Righttime Medical Care Managing Mold Exposure

With the increase in rainy weather and flooding in the region, many homes, workplaces and even cars may have issues with mold. And if you’re sensitive to mold, its presence can lead to health problems that can masquerade as another condition like hay fever or a cold.

What are Molds?
Mold is a growth of fungus that is typically found in warm, moist conditions. They can live indoors and outdoors.

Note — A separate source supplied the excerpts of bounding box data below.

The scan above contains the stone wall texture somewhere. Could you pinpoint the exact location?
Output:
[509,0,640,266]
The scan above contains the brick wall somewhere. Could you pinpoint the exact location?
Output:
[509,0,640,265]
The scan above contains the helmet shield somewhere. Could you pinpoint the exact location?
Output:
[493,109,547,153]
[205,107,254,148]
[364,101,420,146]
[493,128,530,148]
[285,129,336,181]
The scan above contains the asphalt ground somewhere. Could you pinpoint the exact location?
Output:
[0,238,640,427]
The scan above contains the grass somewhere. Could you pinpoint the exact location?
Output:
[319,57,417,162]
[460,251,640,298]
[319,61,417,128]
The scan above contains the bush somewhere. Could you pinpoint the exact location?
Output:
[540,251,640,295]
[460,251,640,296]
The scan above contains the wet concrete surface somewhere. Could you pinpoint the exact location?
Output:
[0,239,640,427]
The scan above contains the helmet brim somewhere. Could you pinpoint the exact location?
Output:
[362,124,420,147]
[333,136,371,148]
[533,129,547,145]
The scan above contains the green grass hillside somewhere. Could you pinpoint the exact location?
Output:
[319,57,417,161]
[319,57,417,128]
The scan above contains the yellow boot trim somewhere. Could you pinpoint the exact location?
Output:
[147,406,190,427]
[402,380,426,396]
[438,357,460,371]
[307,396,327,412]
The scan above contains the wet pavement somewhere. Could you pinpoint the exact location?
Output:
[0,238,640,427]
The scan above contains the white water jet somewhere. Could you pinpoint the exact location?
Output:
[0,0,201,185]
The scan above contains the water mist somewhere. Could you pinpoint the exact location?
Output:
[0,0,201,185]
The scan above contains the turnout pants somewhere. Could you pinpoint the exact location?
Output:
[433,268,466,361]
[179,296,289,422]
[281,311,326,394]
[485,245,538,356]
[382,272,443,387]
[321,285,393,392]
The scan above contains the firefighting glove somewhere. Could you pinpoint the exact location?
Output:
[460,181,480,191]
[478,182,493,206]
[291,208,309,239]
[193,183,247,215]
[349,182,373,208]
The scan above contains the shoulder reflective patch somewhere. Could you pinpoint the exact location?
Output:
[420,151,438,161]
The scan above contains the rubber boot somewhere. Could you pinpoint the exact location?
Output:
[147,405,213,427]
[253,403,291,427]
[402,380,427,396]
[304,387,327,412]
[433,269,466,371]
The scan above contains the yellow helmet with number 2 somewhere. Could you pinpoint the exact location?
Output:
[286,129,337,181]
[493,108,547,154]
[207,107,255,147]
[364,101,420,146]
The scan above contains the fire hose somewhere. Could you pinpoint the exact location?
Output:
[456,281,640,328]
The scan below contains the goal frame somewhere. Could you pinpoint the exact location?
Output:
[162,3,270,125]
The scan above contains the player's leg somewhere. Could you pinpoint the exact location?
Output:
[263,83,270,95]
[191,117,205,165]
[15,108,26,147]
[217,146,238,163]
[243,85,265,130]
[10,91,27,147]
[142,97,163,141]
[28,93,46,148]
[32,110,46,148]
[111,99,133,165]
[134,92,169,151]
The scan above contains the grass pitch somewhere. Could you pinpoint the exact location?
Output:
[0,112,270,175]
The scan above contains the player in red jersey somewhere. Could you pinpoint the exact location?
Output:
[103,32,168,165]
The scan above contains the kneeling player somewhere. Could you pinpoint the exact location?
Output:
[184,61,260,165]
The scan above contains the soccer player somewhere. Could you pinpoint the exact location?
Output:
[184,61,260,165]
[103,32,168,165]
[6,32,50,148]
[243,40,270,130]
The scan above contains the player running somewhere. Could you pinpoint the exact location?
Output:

Molds spread when their spores, tiny one-celled reproductive units too small to be seen by the naked eye, multiply.

Mold spores can become airborne – and when they land on a surface that is warm and wet, they grow. Mold appears as patches of black, brown, yellow, or green fuzzy growths. It often appears after some type of water intrusion like basement flooding from rain, a burst pipe or a leaky roof has occurred. According to the Environmental Protection Agency, mold growth can happen very quickly.

You may recall seeing mold as the black substance that grows in the grout on bathroom or shower stall tiles, or growing on clothes that have been packed away in a damp closet or basement.

Mold can also live in air ducts, on drywall, inside vents or underneath carpeting. You can find mold in appliances or on or inside furniture. Most recently, front-loading washers have been found to harbor mold around the door gaskets. Outdoors mold can be found on leaves, compost piles, and in wooded areas.

There are different types of mold but the common household types include:

  • Cladosporium 
  • Penicillium 
  • Alternaria
  • Aspergillus

Some molds produce a toxic substance known as mycotoxins, though mold is not poisonous or toxic on its own. It is believed that mycotoxins cause the body’s inflammatory processes to accelerate, resulting in a host of uncomfortable symptoms.

Infants, children, the elderly, and people with asthma, lung disease or compromised immune systems are most susceptible to mold allergies.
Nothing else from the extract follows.